Anti-proteinase 3 anti-neutrophil cytoplasm autoantibodies recapitulate systemic vasculitis in mice with a humanized immune system

Affiliations

Anti-proteinase 3 anti-neutrophil cytoplasm autoantibodies recapitulate systemic vasculitis in mice with a humanized immune system

Mark A Little et al. PLoS One. 2012.

Abstract

Evidence is lacking for direct pathogenicity of human anti-proteinase-3 (PR3) antibodies in development of systemic vasculitis and granulomatosis with polyangiitis (GPA, Wegener's granulomatosis). Progress in study of these antibodies in rodents has been hampered by lack of PR3 expression on murine neutrophils, and by different Fc-receptor affinities for IgG across species.
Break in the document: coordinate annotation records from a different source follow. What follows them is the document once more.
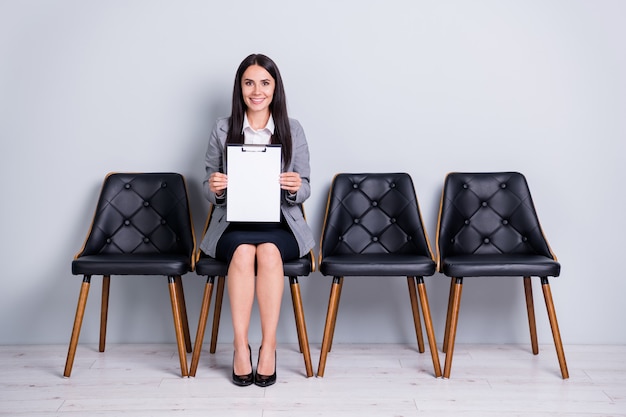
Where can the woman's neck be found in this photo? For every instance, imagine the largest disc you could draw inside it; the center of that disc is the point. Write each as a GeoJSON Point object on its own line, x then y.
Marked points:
{"type": "Point", "coordinates": [258, 120]}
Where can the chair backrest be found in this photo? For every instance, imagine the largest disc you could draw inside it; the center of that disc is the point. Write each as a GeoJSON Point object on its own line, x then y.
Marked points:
{"type": "Point", "coordinates": [373, 214]}
{"type": "Point", "coordinates": [141, 213]}
{"type": "Point", "coordinates": [488, 213]}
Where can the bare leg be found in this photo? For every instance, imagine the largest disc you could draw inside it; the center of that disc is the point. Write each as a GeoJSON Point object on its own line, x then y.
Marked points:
{"type": "Point", "coordinates": [241, 295]}
{"type": "Point", "coordinates": [269, 290]}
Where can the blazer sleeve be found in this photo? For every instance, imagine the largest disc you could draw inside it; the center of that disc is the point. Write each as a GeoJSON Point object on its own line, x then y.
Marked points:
{"type": "Point", "coordinates": [214, 158]}
{"type": "Point", "coordinates": [300, 162]}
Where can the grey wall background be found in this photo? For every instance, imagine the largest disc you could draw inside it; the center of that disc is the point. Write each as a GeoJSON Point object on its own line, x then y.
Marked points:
{"type": "Point", "coordinates": [425, 87]}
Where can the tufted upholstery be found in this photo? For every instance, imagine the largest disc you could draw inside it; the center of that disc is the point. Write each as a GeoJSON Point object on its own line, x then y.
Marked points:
{"type": "Point", "coordinates": [211, 268]}
{"type": "Point", "coordinates": [373, 227]}
{"type": "Point", "coordinates": [142, 226]}
{"type": "Point", "coordinates": [488, 226]}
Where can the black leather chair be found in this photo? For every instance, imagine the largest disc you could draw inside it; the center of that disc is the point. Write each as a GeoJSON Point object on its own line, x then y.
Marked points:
{"type": "Point", "coordinates": [142, 226]}
{"type": "Point", "coordinates": [488, 226]}
{"type": "Point", "coordinates": [211, 268]}
{"type": "Point", "coordinates": [373, 227]}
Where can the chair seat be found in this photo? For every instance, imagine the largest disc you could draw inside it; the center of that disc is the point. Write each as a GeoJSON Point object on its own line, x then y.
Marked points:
{"type": "Point", "coordinates": [500, 265]}
{"type": "Point", "coordinates": [131, 264]}
{"type": "Point", "coordinates": [379, 264]}
{"type": "Point", "coordinates": [207, 266]}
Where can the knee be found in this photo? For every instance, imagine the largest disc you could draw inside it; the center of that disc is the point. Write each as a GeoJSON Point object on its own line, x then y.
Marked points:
{"type": "Point", "coordinates": [244, 255]}
{"type": "Point", "coordinates": [268, 256]}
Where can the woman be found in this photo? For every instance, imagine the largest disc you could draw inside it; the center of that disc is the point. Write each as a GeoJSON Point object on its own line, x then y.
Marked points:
{"type": "Point", "coordinates": [259, 116]}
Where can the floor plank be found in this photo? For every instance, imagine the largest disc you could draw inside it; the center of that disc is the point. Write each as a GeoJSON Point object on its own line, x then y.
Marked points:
{"type": "Point", "coordinates": [360, 380]}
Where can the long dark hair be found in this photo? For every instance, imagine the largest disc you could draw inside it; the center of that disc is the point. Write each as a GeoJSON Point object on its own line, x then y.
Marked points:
{"type": "Point", "coordinates": [278, 107]}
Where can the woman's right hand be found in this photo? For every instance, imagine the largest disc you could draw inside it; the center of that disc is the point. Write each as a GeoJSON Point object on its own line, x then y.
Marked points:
{"type": "Point", "coordinates": [218, 183]}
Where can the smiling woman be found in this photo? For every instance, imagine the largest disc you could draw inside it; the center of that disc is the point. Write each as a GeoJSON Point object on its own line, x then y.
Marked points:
{"type": "Point", "coordinates": [256, 251]}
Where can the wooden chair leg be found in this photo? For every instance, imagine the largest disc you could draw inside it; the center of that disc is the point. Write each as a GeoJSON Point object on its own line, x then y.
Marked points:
{"type": "Point", "coordinates": [453, 320]}
{"type": "Point", "coordinates": [217, 312]}
{"type": "Point", "coordinates": [329, 327]}
{"type": "Point", "coordinates": [303, 338]}
{"type": "Point", "coordinates": [183, 311]}
{"type": "Point", "coordinates": [448, 315]}
{"type": "Point", "coordinates": [178, 326]}
{"type": "Point", "coordinates": [204, 315]}
{"type": "Point", "coordinates": [556, 334]}
{"type": "Point", "coordinates": [332, 332]}
{"type": "Point", "coordinates": [104, 311]}
{"type": "Point", "coordinates": [430, 331]}
{"type": "Point", "coordinates": [416, 315]}
{"type": "Point", "coordinates": [78, 322]}
{"type": "Point", "coordinates": [530, 308]}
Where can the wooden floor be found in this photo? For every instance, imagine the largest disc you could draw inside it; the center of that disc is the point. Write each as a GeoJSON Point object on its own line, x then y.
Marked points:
{"type": "Point", "coordinates": [360, 380]}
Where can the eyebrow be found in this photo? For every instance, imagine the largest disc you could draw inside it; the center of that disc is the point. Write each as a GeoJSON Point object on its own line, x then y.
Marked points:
{"type": "Point", "coordinates": [250, 79]}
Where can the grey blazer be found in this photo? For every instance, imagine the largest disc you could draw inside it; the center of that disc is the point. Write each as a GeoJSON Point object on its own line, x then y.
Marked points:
{"type": "Point", "coordinates": [291, 209]}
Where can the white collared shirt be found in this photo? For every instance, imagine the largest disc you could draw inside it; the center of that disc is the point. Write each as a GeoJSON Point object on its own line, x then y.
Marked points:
{"type": "Point", "coordinates": [257, 137]}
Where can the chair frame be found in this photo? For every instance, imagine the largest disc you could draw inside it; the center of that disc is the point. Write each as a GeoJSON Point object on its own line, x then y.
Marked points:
{"type": "Point", "coordinates": [222, 267]}
{"type": "Point", "coordinates": [454, 303]}
{"type": "Point", "coordinates": [177, 298]}
{"type": "Point", "coordinates": [416, 286]}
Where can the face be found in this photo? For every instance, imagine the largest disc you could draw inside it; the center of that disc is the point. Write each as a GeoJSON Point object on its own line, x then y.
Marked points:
{"type": "Point", "coordinates": [257, 88]}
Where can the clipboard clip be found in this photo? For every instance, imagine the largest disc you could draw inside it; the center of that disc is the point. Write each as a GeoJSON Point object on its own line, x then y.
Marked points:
{"type": "Point", "coordinates": [254, 148]}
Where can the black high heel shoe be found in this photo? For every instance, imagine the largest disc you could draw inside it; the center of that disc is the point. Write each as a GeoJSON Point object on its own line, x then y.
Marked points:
{"type": "Point", "coordinates": [243, 380]}
{"type": "Point", "coordinates": [265, 380]}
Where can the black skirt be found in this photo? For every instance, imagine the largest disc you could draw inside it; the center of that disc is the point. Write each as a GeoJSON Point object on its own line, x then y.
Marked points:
{"type": "Point", "coordinates": [239, 233]}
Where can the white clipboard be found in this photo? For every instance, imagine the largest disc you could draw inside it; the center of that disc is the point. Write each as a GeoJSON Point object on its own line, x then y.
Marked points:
{"type": "Point", "coordinates": [253, 183]}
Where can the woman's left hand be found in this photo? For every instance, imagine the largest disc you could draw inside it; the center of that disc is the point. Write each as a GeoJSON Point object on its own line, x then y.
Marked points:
{"type": "Point", "coordinates": [290, 181]}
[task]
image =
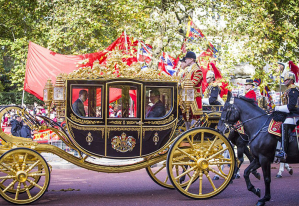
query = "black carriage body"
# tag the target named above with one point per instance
(131, 134)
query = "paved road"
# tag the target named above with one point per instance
(136, 188)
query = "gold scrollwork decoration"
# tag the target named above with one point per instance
(156, 138)
(107, 71)
(109, 129)
(165, 121)
(84, 121)
(71, 126)
(115, 122)
(145, 129)
(123, 143)
(131, 122)
(89, 138)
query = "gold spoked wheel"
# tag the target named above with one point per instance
(13, 188)
(202, 153)
(24, 176)
(158, 173)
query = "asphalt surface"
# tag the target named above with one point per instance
(136, 188)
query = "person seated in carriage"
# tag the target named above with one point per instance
(250, 93)
(290, 103)
(158, 108)
(212, 92)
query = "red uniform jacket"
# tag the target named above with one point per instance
(251, 94)
(196, 78)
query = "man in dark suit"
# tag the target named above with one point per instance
(158, 109)
(78, 105)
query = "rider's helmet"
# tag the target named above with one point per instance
(210, 74)
(289, 75)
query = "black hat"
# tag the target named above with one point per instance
(249, 81)
(183, 59)
(191, 55)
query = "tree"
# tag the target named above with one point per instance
(262, 31)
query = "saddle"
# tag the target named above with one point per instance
(276, 122)
(275, 128)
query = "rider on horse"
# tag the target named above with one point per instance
(212, 92)
(290, 104)
(249, 89)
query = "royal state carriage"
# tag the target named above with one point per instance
(185, 161)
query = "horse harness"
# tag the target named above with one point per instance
(239, 125)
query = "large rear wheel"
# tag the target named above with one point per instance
(202, 154)
(24, 176)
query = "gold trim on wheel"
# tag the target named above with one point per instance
(201, 154)
(24, 176)
(158, 174)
Therefore, we tested whether human anti-PR3 antibodies can induce acute vasculitis in mice with a human immune system. Chimeric mice were generated by injecting human haematopoietic stem cells into irradiated NOD-scid-IL2Rγ⁻/⁻ mice. Matched chimera mice were treated with human IgG from patients with: anti-PR3 positive renal and lung vasculitis; patients with non-vasculitic renal disease; or healthy controls. Six-days later, 39% of anti-PR3 treated mice had haematuria, compared with none of controls. There was punctate bleeding on the surface of lungs of anti-PR3 treated animals, with histological evidence of vasculitis and haemorrhage. Anti-PR3 treated mice had mild pauci-immune proliferative glomerulonephritis, with infiltration of human and mouse leukocytes. In 3 mice (17%) more severe glomerular injury was present. There were no glomerular changes in controls. Human IgG from patients with anti-PR3 autoantibodies is therefore pathogenic. This model of anti-PR3 antibody-mediated vasculitis may be useful in dissecting mechanisms of microvascular injury.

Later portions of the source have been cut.